Gerald Denni of Mittman-Denni Farming Inc.
He added that retail promotions for organic navels is always welcome but that January-February time period should offer some great opportunities with regard to pricing. Typically, the price for organic navels averages about $10 per carton more than its conventional counterpart, and that has been the case in early December, standard conventional carton was in the $17-$18 range with organic fruit being quoted at $27 to $28 f.o.b.
The veteran grower said the premium is well deserved as “it is a struggle to grow organic oranges.” Organic citrus crops, of which he grows a handful of varieties, are “a huge consumer of nitrogen…and that’s not cheap.”
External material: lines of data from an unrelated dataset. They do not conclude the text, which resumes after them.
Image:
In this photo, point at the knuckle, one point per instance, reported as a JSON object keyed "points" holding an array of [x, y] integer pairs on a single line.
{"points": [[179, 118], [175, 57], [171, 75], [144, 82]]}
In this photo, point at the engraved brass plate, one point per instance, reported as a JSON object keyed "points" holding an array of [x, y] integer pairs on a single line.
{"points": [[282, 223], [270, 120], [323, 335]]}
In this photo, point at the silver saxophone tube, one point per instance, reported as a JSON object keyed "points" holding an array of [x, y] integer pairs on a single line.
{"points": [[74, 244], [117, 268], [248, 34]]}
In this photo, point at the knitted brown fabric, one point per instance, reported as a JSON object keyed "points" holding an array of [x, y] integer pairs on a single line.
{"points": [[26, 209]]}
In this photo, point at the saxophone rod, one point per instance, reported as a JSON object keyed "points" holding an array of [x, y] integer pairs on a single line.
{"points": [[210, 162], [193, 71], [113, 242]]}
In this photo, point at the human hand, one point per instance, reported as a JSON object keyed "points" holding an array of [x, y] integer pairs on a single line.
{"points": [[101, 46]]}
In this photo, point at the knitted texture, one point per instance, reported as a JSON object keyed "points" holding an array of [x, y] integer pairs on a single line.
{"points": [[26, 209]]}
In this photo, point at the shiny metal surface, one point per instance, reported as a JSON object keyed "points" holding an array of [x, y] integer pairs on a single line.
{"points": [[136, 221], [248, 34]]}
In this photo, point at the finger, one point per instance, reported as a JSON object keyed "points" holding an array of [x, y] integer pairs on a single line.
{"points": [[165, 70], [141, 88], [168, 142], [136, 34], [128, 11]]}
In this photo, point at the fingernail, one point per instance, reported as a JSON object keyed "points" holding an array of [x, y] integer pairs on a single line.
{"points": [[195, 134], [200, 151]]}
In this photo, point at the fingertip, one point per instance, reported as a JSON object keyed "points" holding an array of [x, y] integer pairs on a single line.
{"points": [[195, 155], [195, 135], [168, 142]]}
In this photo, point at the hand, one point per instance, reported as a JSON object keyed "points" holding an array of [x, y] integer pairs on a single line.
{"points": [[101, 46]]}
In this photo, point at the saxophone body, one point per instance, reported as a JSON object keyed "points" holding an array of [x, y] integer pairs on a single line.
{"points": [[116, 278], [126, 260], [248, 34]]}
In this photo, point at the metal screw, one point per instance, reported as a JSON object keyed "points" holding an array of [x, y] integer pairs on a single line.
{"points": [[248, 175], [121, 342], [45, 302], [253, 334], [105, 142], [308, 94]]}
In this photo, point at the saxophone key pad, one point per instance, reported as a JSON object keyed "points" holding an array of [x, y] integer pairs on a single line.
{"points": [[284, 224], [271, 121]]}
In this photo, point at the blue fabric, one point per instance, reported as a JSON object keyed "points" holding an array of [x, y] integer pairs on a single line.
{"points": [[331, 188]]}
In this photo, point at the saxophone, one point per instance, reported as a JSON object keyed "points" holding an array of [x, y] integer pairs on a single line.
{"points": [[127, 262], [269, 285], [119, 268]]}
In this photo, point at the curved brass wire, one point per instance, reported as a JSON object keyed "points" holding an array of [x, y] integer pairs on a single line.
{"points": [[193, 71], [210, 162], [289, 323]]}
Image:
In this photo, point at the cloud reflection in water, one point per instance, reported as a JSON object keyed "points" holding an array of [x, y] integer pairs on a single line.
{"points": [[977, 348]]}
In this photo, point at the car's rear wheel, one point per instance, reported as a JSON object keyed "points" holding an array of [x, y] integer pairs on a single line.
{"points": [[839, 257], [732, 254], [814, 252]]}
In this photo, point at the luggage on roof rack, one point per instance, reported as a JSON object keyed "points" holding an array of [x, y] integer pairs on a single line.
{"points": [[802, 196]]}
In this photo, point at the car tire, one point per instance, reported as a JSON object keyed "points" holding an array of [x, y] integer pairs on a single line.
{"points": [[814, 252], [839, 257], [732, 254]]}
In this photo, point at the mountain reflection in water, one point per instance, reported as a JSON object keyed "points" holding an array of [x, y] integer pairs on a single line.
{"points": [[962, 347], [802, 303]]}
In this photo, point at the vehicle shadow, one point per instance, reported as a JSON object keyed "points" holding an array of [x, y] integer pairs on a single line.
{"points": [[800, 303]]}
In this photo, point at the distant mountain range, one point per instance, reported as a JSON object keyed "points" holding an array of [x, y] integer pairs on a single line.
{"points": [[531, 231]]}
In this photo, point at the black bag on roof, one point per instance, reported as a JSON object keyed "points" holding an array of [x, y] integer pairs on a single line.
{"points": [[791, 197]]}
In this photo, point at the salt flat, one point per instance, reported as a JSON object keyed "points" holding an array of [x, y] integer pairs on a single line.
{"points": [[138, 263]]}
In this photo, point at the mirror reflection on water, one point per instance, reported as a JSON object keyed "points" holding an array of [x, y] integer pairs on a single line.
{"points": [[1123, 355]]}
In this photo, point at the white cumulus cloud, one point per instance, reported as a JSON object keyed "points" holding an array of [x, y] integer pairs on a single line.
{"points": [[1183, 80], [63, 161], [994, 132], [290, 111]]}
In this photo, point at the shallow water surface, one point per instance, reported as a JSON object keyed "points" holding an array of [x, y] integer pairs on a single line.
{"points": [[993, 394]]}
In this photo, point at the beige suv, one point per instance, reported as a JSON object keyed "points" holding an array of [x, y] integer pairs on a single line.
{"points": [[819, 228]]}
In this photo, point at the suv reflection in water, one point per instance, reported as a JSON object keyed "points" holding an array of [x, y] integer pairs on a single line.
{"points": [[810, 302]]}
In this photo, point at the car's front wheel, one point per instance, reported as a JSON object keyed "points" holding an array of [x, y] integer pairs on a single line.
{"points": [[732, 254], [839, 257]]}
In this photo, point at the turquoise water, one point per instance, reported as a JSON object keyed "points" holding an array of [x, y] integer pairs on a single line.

By taking extra care and applying all the inputs necessary, Denni said he has been able to maximize his yields on the organic side so they are at least somewhat comparable to what a conventional grower can achieve. “So the premium we get does cover the cost, but it is a challenge.”
Morris agreed that producing citrus organically is a difficult challenge. “For navels, our production costs are 30% higher and our yields are 30% lower,” he said.
As far as mandarins go, he noted the cost and yield differential between organic and conventional are not quite as severe. “It costs 20-25% more and we get 20-25% less yield.”
Joel Nelson, president of California Citrus Mutual, said the intrusion of the Asian Citrus Psyllid in California, and the fear of the citrus greening disease that has severely impacted Florida citrus production, has put a bit of a damper on the growth of organics in the California citrus industry. Citrus greening, which is spread from grove to grove by the psyllid, has no known cure at this point. While much research is being done to address the issue, the current strategy involves eliminating the pest. Again this is a much more difficult equation for organic growers who do not have access to the same crop protection tools.
Morris said the spread of the psyllid is a definite barrier to the growth of the organic citrus industry. Without a solution, he indicated many growers are just not interested in growing organically because they don’t have a lot of options.